The Utah Museum of Fine Arts told the Chinese story by asking visitors to look for who’s missing in the famed Russell and Hart photographs. Spy Hop and our Poet Laureate, Paisley Rekdal, gave voices to the voiceless.  Zhi Lin and the Kimball Art Center helps us visualize the brutal and unforgiving terrain the workers had to endure. Utah Opera exposed the invisible with original works. Thanks to Salt Lake Acting Company for bringing in David Henry Hwang’s The Dance and the Railroad and Salt Lake City Library for Richard Chang’s Citizen Wong.

Over twenty years ago while starring in Miss Saigon on Broadway, composer/lyricist Jason Ma received a gift in the form of a melody of two lovers signing in the mountains but longing for their own mountains.  This persistent melody grew to what would eventually become centerpiece song of the beautiful but tragic story of Gold Mountain.
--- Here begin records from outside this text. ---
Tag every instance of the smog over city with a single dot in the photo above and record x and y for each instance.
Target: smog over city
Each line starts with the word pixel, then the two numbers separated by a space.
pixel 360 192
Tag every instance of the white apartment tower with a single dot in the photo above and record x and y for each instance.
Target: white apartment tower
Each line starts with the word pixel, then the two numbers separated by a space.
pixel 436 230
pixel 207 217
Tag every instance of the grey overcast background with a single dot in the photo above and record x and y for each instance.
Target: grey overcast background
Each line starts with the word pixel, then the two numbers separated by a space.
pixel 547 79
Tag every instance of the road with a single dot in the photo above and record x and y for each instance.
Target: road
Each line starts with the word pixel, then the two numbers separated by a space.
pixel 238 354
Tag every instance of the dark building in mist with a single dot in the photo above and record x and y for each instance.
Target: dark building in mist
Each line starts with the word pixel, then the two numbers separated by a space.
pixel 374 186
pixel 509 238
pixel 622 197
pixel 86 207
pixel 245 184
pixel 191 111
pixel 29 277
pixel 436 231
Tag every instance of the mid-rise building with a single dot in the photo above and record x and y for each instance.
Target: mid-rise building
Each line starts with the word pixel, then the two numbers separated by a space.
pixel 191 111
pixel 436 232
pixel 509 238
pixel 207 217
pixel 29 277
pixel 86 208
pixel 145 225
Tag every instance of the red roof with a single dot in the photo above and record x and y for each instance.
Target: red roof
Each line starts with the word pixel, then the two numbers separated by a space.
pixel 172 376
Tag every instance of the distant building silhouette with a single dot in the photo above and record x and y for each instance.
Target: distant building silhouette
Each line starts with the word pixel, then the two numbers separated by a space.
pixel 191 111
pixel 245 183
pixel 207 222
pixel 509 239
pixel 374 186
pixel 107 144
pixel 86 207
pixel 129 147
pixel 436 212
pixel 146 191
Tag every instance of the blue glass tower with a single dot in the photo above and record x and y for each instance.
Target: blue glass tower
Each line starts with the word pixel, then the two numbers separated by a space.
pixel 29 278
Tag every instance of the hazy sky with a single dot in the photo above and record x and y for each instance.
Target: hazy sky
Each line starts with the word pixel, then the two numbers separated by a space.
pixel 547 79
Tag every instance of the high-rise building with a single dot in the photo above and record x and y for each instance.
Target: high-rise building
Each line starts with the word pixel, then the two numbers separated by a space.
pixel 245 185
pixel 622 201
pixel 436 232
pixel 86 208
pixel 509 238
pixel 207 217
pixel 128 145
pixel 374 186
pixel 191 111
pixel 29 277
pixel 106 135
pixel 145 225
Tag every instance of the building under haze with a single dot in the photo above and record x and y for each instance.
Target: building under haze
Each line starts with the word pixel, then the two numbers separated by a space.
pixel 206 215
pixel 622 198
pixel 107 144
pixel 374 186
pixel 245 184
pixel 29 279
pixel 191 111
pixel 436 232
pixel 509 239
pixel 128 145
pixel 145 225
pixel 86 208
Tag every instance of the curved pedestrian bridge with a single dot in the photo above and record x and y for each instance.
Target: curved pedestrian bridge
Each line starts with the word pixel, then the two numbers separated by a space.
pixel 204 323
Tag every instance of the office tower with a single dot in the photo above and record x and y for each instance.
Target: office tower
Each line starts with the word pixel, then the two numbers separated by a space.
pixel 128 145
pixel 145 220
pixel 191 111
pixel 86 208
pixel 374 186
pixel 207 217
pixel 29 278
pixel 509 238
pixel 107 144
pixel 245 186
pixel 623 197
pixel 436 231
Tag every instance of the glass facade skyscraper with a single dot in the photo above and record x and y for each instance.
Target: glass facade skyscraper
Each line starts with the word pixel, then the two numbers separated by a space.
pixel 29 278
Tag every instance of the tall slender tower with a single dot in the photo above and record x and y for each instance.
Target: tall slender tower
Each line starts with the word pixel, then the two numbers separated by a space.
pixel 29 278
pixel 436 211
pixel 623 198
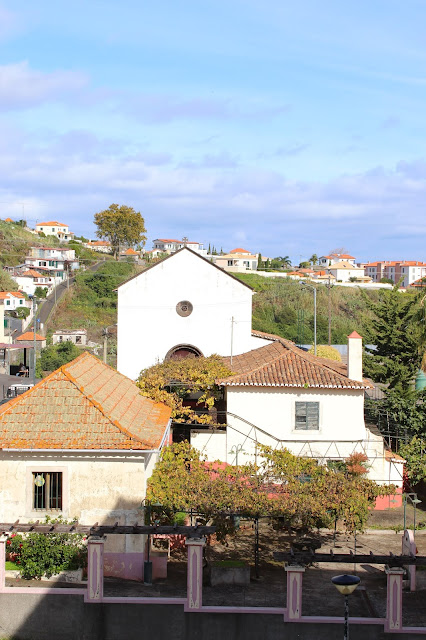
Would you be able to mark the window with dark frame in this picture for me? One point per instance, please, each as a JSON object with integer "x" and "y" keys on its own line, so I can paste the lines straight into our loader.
{"x": 307, "y": 415}
{"x": 47, "y": 490}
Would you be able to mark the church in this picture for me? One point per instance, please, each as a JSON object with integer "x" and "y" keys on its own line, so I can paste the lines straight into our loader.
{"x": 278, "y": 395}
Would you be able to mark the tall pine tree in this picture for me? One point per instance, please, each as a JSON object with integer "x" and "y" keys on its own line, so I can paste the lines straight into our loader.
{"x": 397, "y": 357}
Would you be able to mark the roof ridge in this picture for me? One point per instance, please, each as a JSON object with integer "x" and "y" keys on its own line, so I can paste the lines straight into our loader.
{"x": 261, "y": 366}
{"x": 308, "y": 357}
{"x": 96, "y": 404}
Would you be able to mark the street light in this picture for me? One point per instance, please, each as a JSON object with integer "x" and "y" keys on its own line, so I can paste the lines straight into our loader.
{"x": 236, "y": 448}
{"x": 346, "y": 585}
{"x": 314, "y": 289}
{"x": 415, "y": 501}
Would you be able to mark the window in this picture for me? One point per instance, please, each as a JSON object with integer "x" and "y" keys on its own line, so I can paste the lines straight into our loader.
{"x": 307, "y": 415}
{"x": 47, "y": 490}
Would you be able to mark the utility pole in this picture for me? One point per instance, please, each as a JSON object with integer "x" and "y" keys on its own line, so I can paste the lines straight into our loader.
{"x": 105, "y": 334}
{"x": 232, "y": 336}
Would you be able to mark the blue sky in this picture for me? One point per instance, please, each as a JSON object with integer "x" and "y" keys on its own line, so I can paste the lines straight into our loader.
{"x": 288, "y": 130}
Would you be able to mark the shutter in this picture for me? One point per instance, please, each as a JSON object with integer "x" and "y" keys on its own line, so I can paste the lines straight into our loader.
{"x": 312, "y": 415}
{"x": 307, "y": 415}
{"x": 301, "y": 415}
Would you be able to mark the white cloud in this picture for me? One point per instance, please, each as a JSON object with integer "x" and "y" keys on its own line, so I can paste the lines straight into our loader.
{"x": 23, "y": 87}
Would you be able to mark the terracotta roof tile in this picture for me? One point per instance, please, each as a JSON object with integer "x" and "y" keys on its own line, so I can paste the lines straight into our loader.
{"x": 29, "y": 335}
{"x": 282, "y": 364}
{"x": 83, "y": 405}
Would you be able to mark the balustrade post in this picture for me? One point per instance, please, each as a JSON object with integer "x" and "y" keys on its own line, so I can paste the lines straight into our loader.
{"x": 3, "y": 540}
{"x": 95, "y": 569}
{"x": 194, "y": 596}
{"x": 294, "y": 592}
{"x": 393, "y": 621}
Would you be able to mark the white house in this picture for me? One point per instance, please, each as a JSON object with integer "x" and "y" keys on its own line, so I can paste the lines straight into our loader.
{"x": 170, "y": 245}
{"x": 182, "y": 304}
{"x": 81, "y": 444}
{"x": 278, "y": 395}
{"x": 237, "y": 261}
{"x": 78, "y": 337}
{"x": 103, "y": 246}
{"x": 343, "y": 271}
{"x": 281, "y": 396}
{"x": 333, "y": 258}
{"x": 29, "y": 280}
{"x": 13, "y": 300}
{"x": 55, "y": 228}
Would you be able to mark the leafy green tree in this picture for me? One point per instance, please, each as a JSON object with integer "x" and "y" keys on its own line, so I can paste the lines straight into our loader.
{"x": 40, "y": 292}
{"x": 173, "y": 381}
{"x": 121, "y": 226}
{"x": 298, "y": 492}
{"x": 397, "y": 357}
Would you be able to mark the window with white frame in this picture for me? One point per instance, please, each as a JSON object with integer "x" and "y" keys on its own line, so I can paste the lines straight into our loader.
{"x": 47, "y": 490}
{"x": 307, "y": 415}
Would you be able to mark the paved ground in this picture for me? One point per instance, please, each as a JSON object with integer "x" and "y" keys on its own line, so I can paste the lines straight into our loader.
{"x": 319, "y": 595}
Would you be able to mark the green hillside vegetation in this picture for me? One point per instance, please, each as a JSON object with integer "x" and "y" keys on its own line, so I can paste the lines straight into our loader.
{"x": 15, "y": 243}
{"x": 284, "y": 307}
{"x": 92, "y": 302}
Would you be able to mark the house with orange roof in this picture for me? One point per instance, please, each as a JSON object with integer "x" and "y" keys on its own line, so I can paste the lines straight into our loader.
{"x": 237, "y": 261}
{"x": 81, "y": 444}
{"x": 345, "y": 271}
{"x": 333, "y": 258}
{"x": 171, "y": 245}
{"x": 283, "y": 397}
{"x": 129, "y": 255}
{"x": 404, "y": 272}
{"x": 12, "y": 300}
{"x": 55, "y": 228}
{"x": 278, "y": 395}
{"x": 28, "y": 281}
{"x": 103, "y": 246}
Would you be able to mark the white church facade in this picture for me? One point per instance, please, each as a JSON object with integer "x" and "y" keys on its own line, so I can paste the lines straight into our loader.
{"x": 278, "y": 395}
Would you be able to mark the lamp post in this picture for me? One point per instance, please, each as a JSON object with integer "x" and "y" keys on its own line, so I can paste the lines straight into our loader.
{"x": 346, "y": 585}
{"x": 312, "y": 288}
{"x": 415, "y": 501}
{"x": 236, "y": 448}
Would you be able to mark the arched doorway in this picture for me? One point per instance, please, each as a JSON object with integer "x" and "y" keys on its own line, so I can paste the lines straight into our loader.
{"x": 181, "y": 351}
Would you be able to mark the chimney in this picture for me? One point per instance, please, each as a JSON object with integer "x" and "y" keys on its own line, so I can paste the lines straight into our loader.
{"x": 355, "y": 356}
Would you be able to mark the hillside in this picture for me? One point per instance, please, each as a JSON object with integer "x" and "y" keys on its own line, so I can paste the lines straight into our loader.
{"x": 285, "y": 307}
{"x": 15, "y": 243}
{"x": 92, "y": 302}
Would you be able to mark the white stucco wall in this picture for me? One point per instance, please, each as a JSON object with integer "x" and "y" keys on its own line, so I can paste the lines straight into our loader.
{"x": 149, "y": 326}
{"x": 104, "y": 488}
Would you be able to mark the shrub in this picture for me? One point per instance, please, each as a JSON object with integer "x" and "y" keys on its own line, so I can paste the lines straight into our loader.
{"x": 325, "y": 351}
{"x": 38, "y": 554}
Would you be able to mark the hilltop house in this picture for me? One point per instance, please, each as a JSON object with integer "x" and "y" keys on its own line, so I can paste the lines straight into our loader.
{"x": 237, "y": 261}
{"x": 278, "y": 394}
{"x": 81, "y": 444}
{"x": 54, "y": 228}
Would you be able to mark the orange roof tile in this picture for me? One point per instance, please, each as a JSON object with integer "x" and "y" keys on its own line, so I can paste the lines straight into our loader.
{"x": 51, "y": 223}
{"x": 32, "y": 273}
{"x": 29, "y": 335}
{"x": 282, "y": 364}
{"x": 83, "y": 405}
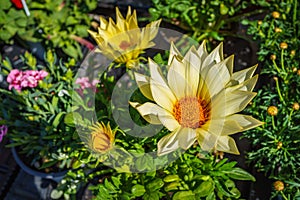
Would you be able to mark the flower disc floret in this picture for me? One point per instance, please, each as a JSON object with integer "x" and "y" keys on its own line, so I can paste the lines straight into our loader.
{"x": 198, "y": 100}
{"x": 123, "y": 41}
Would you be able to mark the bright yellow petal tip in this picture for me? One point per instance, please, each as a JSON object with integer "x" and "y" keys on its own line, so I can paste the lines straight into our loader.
{"x": 123, "y": 41}
{"x": 102, "y": 138}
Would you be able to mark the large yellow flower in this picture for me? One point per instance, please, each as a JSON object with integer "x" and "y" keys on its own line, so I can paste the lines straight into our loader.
{"x": 123, "y": 41}
{"x": 198, "y": 100}
{"x": 102, "y": 138}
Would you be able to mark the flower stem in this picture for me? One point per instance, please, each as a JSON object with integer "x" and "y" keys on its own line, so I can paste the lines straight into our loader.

With the help of so many, including those offering without my even asking, Gold Mountain premiered at the Regent Street Black Box Theater just a stone’s throw away from Plum Alley where in 1869 workers from the Transcontinental Railroad built a Chinatown and now sits a parking structure.
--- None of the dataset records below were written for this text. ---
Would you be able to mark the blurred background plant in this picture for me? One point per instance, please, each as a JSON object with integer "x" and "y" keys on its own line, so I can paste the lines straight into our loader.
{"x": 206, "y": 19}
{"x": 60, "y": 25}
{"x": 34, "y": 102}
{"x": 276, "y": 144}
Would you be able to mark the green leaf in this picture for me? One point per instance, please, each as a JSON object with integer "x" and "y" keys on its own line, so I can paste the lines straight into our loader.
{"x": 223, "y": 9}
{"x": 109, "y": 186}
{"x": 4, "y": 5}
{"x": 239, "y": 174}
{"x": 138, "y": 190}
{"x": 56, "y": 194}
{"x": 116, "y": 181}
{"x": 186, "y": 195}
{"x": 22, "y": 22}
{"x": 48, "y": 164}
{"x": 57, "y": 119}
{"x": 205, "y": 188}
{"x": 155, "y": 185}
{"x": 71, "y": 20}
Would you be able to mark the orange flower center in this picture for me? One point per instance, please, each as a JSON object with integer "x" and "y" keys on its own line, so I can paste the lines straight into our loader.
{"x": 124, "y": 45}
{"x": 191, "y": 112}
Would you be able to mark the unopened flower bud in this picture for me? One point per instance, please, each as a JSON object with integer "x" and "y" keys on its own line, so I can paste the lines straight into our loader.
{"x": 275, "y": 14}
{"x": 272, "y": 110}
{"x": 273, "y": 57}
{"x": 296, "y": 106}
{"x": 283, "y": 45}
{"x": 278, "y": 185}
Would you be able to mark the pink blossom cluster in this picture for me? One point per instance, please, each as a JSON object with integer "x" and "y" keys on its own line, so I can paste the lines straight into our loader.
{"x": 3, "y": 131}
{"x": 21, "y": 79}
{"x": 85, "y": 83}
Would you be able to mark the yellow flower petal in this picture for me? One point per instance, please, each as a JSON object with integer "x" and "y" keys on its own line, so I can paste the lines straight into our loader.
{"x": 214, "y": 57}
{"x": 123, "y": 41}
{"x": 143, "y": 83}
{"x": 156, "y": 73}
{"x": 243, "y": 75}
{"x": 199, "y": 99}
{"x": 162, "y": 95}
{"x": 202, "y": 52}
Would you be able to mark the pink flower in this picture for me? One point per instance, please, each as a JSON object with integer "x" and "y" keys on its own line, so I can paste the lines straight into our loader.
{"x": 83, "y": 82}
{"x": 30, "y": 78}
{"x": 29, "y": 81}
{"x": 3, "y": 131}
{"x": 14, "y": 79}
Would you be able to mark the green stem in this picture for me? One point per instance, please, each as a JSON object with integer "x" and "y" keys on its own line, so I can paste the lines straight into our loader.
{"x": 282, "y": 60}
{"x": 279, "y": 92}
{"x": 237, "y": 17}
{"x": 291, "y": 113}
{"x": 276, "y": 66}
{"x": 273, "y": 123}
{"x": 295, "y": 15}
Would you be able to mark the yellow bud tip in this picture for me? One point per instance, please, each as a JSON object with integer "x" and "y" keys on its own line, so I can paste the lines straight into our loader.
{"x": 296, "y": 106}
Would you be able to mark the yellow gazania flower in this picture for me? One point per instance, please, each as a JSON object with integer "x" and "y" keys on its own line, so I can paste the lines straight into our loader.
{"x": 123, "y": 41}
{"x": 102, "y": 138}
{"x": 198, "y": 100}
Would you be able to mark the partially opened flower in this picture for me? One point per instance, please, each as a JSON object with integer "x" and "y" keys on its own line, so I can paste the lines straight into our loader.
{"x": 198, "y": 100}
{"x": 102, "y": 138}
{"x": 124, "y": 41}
Our grand finale was with the Utah Symphony’s performance of a newly commissioned work, Transcend, by composer Zhou Tian.  Starting with the bombastic rhythm of nitroglycerin versus granite, Transcend concludes with a chorus of strings, woodwinds, brass and percussion vocalizing D. O. N. E. in Morse code while symbolizing the healing of a Civil War-torn nation.
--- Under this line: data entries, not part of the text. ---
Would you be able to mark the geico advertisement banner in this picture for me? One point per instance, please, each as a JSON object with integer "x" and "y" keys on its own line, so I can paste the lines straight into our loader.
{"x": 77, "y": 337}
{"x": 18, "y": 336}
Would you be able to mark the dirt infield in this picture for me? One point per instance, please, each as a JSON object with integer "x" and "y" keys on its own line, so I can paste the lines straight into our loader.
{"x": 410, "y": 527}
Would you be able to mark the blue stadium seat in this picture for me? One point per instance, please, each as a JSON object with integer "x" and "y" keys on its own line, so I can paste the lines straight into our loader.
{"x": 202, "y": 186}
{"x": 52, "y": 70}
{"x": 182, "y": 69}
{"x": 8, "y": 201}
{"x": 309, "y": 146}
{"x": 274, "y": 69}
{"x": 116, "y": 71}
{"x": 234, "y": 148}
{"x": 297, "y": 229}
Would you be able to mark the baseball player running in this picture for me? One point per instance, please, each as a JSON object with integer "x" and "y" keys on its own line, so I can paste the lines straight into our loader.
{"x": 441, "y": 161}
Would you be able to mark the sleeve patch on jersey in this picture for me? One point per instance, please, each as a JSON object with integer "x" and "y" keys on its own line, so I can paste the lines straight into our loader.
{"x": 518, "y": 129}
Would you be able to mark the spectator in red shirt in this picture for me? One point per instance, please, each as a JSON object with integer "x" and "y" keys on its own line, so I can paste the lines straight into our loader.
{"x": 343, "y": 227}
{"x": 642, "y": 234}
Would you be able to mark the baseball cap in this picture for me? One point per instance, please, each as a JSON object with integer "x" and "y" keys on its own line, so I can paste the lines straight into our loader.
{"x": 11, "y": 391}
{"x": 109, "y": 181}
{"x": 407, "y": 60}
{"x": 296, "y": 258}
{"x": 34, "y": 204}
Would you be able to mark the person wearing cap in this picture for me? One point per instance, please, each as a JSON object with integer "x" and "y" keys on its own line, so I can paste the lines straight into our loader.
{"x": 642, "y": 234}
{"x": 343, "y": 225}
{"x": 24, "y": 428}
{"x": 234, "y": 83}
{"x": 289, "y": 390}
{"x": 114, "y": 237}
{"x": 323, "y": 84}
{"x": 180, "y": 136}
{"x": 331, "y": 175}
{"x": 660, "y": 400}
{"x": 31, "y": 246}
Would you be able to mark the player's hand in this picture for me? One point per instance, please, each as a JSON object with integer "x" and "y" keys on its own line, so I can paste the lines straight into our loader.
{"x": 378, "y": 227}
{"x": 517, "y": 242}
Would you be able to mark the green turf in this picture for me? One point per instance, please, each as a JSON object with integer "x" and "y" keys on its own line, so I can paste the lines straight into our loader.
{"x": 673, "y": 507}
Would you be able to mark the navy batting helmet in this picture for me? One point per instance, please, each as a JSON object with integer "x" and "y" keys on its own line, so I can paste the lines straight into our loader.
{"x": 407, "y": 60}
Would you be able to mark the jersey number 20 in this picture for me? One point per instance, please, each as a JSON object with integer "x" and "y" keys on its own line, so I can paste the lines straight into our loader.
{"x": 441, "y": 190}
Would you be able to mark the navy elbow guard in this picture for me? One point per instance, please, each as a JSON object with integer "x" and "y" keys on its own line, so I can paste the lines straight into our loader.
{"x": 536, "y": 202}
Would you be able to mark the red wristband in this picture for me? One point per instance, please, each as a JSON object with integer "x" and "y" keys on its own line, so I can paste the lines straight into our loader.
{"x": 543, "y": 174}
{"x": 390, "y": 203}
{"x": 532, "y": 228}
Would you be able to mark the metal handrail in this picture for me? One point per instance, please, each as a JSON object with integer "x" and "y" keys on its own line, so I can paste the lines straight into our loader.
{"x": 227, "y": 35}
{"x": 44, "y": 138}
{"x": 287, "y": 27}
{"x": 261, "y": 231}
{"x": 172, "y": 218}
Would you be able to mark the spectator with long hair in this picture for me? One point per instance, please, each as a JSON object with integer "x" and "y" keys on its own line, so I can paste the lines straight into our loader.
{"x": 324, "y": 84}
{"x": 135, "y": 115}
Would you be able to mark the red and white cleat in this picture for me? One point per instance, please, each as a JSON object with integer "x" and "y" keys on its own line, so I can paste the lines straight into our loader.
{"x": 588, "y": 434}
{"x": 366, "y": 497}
Can you imagine that Salt Lake City, not New York, not San Francisco, is the only city in America to ever have four original works by four playwrights and composers of Chinese descent to play within a week of each other?  Give yourself a pat on the back, Salt Lake!

The greatest impact was in the classroom. Oakridge Elementary, led by Principal Christine Drummond, utilizes a cross-discipline methodology with immersive arts programing.  I provided the history on Chinese railroad workers to the students and then the experts added the art.

Through Lisa Cluff and the Art Works for Kids Foundation, Carrie Wetzel’s fourth grade class wrote and illustrated their own graphic novel, Where the Railroad Ends, which imagines how the Champagne photo could have and should have transpired.

Kelsey Hokansen’s fourth grade class with the guidance of Jerry Rapier and Plan B Theater created a play within a play to address the conundrum of how to honor the Chinese railroad workers without dishonoring them through cheap, old and tired tricks of imitation.

Emily Kordakis’ fourth grade class under the conduction of Victoria Petro-Eschler and Nathanial Eschler of Salty Cricket visually and acoustically showed how the Chinese railroad workers dug the longest tunnel in the Sierras by going in four directions at once.

Last month, the fourth grade through Tanner Dance choreographed and performed a dance based on the Transcontinental Railroad and through their music specialist from the Beverly Taylor Sorenson Foundation created their own music and sang songs about the railroad.

Finally, Jason Ma, not only prepared a special arrangement of his song Fuse Runner from Gold Mountain in order for Suzy Merrill’s class to perform and learn the dangers and discrimination the Chinese faced, but he also went into the classroom to teach the students.

These children along with nearly 1,200 students along the Wasatch Front I encountered were eager learners, engaging and empathetic.  They demonstrated critical thinking, a trait sorely lacking by many adults in leadership today. Finally, they taught me that you don’t have to dumb down history for them to learn. Just add art.

Aristotle is well known for his mimesis, “Art imitates life.” Exactly one score after the completion of the Transcontinental Railroad, Oscar Wilde in his essay, The Decay of Lying, wrote his anti-mimesis, “Life imitates art.”

Today, that debate, twenty-three centuries in the making, ends right here, right now.

I have learned from this village, this state, this incredible integrated arts community what the true relationship is between art and life and it is not imitation.

The true relationship between art and life is empathy.